Man kann ja jederzeit einfach „nachkaufen“ oder „wiederkaufen“.Es hat den Anschein, als wären die wenigsten Menschen in unserer Gesellschaft überhaupt noch an Perfektion und Qualität interessiert – Hauptsache etwas ist „gut genug“.
Mit dieser Einstellung versinkt unsere Gesellschaft jedoch in der Mittelmäßigkeit und Beliebigkeit.
Geschweige denn wirkt sich dies auf jeden unserer Lebensbereiche aus: Gesundheit, Ernährung, Freizeit, …, Arbeit und Entlohnung selbiger.Es gäbe hierfür unzählige Beispiele:
„Wer braucht schon Erdbeereis? – Eis mit Erdbeergeschmack ist schon gut genug!“
„Wer braucht schon frisches, reines Quellwasser – es ist doch chemisch und physikalisch nach gesundheitsverträglichen Kriterien gereinigtes Wasser gut genug!“
„Wer braucht schon für die eigenen Füße angefertigte (Leder-)Schuhe, welche 15-20 Jahre halten – wenn man Plastikturnschuhe mit Firmenlogo mit viel Glück ein Jahr lang tragen kann und dann ohnehin neue kauft?“
oder:
„Wen interessiert tatsächlich eine Fachkraft – wenn das Unternehmen ohnehin selbst nicht weiß, wie die Stellenbeschreibung genau lautet, wofür jemand tatsächlich eingesetzt wird und woher die benötigten Qualifikationen stammen sollen?

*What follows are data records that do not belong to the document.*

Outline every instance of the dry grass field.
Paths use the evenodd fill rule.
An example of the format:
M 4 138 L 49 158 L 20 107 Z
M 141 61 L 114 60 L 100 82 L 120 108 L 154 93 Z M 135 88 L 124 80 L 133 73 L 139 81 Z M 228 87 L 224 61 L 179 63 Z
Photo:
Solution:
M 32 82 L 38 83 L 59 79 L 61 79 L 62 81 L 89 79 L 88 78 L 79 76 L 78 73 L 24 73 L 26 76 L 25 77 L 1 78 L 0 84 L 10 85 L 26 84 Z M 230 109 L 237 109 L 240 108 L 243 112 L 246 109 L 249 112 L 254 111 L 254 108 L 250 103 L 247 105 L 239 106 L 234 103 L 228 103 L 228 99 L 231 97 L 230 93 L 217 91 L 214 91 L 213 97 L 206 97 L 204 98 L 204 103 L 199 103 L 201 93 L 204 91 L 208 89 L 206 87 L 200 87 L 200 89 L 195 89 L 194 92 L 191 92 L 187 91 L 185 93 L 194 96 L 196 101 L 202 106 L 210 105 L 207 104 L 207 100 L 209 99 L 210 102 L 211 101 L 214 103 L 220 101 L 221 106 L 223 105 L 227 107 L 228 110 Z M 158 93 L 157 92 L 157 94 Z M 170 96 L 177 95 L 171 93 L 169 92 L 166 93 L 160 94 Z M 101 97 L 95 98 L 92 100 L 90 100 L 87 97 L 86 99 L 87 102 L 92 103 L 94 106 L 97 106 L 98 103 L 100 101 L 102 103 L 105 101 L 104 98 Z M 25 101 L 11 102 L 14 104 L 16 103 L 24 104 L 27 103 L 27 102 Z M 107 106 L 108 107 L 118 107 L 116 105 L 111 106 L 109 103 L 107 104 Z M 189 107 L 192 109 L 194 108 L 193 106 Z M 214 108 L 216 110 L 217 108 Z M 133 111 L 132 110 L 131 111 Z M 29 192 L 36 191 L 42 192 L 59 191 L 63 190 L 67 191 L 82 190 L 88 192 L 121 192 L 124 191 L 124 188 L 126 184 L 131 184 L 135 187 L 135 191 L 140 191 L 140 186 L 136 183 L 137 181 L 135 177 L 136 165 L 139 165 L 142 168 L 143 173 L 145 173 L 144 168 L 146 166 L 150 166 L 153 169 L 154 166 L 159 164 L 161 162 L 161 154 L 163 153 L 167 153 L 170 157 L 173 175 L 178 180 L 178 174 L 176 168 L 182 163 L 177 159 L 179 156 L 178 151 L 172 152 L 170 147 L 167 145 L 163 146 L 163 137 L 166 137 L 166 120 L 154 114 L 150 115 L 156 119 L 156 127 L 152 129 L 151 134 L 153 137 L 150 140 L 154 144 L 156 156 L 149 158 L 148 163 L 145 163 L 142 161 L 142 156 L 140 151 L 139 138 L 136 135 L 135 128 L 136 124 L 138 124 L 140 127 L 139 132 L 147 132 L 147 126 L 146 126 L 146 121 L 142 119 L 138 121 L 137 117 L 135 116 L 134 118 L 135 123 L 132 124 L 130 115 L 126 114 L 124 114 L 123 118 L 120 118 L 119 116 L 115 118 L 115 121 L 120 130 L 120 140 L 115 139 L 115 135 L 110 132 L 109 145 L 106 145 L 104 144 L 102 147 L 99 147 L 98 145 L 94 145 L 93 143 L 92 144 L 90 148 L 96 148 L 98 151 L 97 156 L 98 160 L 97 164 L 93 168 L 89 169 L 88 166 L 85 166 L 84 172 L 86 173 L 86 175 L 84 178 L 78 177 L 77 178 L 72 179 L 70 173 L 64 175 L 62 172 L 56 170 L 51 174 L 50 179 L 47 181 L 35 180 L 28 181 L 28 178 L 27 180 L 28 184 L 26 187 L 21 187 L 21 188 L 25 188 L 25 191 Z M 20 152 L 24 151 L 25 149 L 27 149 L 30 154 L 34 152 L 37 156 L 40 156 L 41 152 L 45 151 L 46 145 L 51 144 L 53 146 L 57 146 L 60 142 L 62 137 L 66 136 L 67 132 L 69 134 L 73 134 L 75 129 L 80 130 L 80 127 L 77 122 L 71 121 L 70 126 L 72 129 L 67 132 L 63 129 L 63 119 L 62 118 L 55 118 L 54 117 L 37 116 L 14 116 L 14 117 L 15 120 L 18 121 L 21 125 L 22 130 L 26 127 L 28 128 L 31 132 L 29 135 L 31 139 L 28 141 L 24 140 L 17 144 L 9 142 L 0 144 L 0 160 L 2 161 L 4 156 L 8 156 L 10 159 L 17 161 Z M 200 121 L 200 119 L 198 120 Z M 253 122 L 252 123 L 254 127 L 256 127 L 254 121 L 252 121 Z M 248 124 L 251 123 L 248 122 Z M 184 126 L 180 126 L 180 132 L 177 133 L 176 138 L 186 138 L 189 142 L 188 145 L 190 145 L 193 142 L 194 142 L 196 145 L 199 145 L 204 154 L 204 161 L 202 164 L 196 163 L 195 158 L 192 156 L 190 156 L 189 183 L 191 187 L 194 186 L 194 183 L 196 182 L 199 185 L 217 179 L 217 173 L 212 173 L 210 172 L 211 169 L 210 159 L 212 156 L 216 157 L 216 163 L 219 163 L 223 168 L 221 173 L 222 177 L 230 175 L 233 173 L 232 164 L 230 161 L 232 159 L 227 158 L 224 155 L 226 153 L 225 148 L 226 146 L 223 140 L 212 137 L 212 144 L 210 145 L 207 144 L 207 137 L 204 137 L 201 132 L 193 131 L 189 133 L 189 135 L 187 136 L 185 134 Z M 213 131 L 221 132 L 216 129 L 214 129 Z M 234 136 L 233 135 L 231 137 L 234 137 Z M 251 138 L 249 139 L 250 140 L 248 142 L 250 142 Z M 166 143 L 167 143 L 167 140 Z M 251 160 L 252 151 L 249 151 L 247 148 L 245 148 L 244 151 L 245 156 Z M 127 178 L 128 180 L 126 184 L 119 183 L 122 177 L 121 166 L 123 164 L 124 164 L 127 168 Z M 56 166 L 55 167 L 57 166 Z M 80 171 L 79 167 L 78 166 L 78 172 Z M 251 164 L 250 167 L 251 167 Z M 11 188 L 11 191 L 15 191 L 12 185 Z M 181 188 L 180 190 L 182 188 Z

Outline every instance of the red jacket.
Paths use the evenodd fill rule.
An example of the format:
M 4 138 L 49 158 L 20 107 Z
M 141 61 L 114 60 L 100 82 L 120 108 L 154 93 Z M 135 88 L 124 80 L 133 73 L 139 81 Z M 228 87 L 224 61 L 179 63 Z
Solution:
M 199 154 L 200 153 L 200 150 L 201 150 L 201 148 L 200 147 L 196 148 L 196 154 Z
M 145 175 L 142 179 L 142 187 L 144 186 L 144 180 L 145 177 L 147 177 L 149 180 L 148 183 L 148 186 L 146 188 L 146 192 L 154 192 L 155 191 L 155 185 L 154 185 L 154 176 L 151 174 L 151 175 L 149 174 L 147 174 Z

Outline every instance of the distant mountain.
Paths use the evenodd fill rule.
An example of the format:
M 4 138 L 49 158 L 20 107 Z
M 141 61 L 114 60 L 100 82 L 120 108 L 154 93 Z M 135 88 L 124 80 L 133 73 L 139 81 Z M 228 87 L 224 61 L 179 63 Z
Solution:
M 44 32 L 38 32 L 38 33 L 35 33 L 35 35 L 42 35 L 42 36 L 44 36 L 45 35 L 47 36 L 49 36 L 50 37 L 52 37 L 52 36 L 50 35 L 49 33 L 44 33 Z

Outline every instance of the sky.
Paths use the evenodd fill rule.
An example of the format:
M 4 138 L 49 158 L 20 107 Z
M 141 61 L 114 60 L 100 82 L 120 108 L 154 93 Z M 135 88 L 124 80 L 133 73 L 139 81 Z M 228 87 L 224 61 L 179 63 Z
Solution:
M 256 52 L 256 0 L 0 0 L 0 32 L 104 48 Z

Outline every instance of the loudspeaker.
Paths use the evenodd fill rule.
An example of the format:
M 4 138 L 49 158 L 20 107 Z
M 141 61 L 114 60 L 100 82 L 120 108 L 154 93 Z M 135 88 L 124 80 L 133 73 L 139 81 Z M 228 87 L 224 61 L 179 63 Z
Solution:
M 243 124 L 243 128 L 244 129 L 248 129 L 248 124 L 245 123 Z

Wenn eine Teilzeitkraft, welche alles nach Anlernen macht, hierfür eigentlich ausreicht, viel billiger ist und falls es nicht passt, ohnehin jederzeit gekündigt werden kann?“
usw.usf.
Tai Chi Gung Fu lehrt uns etwas anderes: Das, was wir „machen“ – sprich: üben/ausüben – so perfekt und so genau und so intensiv zu machen, wie es heute nur möglich ist.
Das Streben nach Perfektion.
Auch eine (innere) Einstellung – Dinge nicht einfach zu machen, sondern jene Dinge, welche man macht, so exakt, so präzise. so hingebungsvoll – so achtsam(!) – wie es uns heute(!) nur irgend möglich ist zu tun!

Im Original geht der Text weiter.